A leading American philosopher brings the tools of his trade to contentious contemporary debates. How can we have meaningful debates with political opponents? How can we distinguish reliable science from overhyped media reports? How can we talk sensibly about God? In What Philosophy Can Do, Gary Gutting takes a philosopher's scalpel to modern life's biggest questions and the most powerful forces in our society - politics, science, religion, education, and capitalism - to show how we can improve our discussions of contentious contemporary issues.
Gutting introduces listeners to powerful analytic tools in the philosopher's arsenal that they can use to make new sense of current debates. One such tool is a crucial distinction between inductive and deductive reasoning that explains why both sides on a disputed issue often are sure they have compelling cases for their views. Another is the principle of charity, which requires opposing parties to present each other's arguments in their strongest forms - a tool that would make critiques both more respectful and more effective. Gutting also shows how concepts introduced by philosophers from Plato and Aristotle to Michel Foucault and John Rawls can clarify public discussions about morality, the economy, and medicine.

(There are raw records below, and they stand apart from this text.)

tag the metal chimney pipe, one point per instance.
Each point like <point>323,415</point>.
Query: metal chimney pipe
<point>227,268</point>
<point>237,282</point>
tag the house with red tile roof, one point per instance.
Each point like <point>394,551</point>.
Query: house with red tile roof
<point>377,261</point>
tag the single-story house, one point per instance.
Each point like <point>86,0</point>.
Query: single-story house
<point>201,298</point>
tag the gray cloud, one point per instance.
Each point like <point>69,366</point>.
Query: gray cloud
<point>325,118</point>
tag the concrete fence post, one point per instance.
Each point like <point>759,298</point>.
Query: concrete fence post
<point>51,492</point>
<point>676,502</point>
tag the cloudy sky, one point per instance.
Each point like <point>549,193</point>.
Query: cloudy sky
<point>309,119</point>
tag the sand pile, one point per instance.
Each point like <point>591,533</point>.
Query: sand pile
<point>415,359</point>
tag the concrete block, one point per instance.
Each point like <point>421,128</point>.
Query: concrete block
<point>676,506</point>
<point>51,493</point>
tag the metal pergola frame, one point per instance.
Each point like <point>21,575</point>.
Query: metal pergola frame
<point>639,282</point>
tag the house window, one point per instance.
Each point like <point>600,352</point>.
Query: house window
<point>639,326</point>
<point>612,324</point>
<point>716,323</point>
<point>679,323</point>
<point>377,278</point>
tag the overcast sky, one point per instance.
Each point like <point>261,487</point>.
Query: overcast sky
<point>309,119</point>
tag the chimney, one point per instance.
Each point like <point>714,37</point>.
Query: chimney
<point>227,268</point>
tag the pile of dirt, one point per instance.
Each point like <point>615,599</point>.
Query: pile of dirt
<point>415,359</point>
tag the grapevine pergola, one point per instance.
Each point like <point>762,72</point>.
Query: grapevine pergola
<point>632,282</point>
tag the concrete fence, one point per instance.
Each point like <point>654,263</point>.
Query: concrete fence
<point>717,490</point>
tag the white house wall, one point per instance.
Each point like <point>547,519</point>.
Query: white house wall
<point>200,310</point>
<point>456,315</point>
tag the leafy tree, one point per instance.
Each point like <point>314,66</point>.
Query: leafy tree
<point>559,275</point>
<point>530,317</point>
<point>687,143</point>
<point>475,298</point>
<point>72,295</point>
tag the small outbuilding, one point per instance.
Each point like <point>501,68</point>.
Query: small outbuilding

From informed assessments of scientific claims to careful analyses of arguments for and against religious belief, Gutting brings a calm, clearheaded approach to some of the most divisive issues on the table today. He scrutinizes our relationships to work and freedom in capitalism; our modern understanding of happiness and the good life; the value of liberal arts education and the humanities; the role of science and politics in shaping public policy today; and the value of art and popular culture. Perhaps most meaningfully, Gutting shows how we can talk about our own deepest beliefs clearly and directly while listening to what others have to say to us. What Philosophy Can Do makes a powerful case for philosophy's importance to public discussions and shows us that this ancient tradition of inquiry may yet have much to say about our future.